Мне, может быть, и не было бы никакого дела до всех этих бедолаг и их травм — кроме, конечно, проявления простого человеческого сочувствия — но случилось страшное, и случилось оно, разумеется, со мной.
В начальственный полевой кабинет, сразу же собранный из бытового вагончика с прозрачной стеной, смотрящей, отчего-то, куда угодно, но только не на сам Объект, первого из пострадавших занесли буквально через час после начала работ.
- Мы к Вам, профессор, и вот по какому делу, - неуместно улыбаясь, заявил дородный до полноты дворф, подставивший плечо едва ковыляющему коллеге. Сопровождающие очевидного пострадавшего, как и его разумный говорящий костыль, товарищи, дружно заулыбались, некоторые даже с трудом подавили откровенные смешки. Видимо, травматизм на работе тут считался чем-то смешным.

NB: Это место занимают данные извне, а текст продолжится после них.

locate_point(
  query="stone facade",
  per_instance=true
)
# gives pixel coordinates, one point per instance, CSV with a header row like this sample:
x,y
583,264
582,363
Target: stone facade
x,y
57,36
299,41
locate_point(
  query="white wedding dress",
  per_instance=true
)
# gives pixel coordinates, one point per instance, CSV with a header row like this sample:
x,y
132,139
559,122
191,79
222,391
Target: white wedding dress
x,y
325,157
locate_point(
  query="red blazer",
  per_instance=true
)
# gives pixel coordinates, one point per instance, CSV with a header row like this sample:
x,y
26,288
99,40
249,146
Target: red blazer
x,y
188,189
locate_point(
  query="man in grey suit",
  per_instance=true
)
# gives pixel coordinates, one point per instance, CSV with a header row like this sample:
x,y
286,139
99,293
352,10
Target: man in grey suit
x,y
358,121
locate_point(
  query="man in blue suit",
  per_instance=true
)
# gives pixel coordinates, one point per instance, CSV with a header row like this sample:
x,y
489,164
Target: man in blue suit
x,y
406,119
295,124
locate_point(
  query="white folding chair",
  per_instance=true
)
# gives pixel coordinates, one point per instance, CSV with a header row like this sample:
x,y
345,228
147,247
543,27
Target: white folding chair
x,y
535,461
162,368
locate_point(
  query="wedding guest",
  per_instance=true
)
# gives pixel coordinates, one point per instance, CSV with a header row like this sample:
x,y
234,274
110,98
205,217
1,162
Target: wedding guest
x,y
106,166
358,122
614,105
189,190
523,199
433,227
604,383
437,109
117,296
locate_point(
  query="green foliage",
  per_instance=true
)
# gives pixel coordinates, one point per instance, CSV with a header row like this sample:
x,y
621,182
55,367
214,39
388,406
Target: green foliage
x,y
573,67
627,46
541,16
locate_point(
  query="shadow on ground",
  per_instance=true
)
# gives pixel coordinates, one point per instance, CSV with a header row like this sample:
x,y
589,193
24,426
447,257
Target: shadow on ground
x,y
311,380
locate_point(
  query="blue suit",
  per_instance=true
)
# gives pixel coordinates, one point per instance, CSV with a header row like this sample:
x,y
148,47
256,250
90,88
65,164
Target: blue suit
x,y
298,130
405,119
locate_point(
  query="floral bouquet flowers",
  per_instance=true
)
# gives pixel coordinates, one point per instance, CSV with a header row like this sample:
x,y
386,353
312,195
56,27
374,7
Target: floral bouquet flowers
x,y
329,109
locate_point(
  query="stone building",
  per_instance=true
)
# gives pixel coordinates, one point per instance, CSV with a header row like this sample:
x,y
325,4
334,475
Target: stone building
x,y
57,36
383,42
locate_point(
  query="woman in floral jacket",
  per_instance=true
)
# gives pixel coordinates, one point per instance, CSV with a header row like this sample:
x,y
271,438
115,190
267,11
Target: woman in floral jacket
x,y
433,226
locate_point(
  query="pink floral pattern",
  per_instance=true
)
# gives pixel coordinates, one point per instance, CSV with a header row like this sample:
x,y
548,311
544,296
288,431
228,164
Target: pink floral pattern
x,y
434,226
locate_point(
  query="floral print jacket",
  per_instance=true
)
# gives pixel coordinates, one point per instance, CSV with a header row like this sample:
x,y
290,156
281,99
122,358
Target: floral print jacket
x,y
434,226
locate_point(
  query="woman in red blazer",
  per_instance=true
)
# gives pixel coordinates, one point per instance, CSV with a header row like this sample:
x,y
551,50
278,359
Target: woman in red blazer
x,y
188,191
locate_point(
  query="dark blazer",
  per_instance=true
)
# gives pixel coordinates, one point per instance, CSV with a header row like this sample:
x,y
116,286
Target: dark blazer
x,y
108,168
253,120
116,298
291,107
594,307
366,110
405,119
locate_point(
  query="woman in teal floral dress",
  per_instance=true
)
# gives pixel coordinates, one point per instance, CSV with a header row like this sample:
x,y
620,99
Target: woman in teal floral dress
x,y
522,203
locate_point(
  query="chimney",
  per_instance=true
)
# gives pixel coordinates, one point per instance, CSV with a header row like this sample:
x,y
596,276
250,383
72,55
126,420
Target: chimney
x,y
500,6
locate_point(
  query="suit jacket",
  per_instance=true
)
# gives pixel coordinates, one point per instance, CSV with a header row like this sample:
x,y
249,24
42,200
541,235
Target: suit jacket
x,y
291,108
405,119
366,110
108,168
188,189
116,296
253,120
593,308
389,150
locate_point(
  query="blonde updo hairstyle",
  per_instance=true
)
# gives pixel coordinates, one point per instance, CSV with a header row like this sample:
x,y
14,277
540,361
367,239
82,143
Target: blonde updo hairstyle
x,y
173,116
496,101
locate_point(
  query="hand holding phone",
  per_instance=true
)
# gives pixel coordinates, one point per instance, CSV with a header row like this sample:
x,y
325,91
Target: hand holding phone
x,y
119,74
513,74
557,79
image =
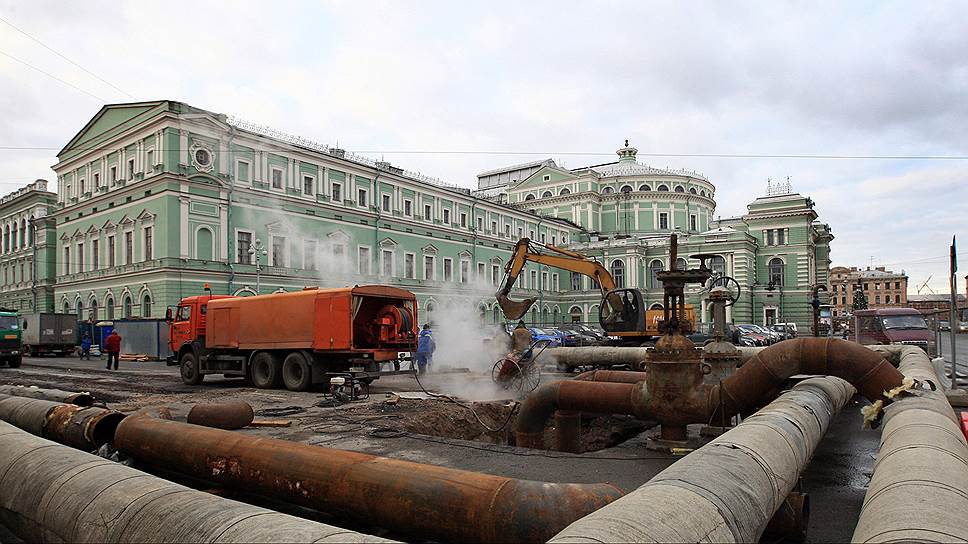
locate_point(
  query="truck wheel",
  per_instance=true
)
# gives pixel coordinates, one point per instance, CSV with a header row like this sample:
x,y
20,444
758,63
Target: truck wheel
x,y
189,369
296,372
266,371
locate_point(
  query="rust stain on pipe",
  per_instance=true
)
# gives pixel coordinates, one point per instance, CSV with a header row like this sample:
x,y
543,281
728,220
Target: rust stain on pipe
x,y
229,415
427,501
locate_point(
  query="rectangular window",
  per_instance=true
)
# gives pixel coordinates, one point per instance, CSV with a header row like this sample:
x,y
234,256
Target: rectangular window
x,y
278,251
387,263
448,269
364,262
408,266
309,255
242,171
128,247
149,254
112,252
243,243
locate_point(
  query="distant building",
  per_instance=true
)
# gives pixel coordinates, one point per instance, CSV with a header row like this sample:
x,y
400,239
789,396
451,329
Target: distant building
x,y
883,288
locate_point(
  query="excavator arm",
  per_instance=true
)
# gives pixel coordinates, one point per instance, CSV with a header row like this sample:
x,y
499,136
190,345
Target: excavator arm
x,y
558,258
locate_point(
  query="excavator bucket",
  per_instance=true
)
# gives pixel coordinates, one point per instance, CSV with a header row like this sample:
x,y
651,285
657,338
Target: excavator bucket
x,y
513,309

Мне как раз потребовался небольшой перерыв: несмотря на давешнюю браваду и заявление о том, что требуемый пересчет нужных методов работы с ледяной глыбой займет совсем немного времени, попотеть пришлось изрядно, работа была только начата, и завершение ее только предполагалось, скрытое в туманных далях рабочих перспектив.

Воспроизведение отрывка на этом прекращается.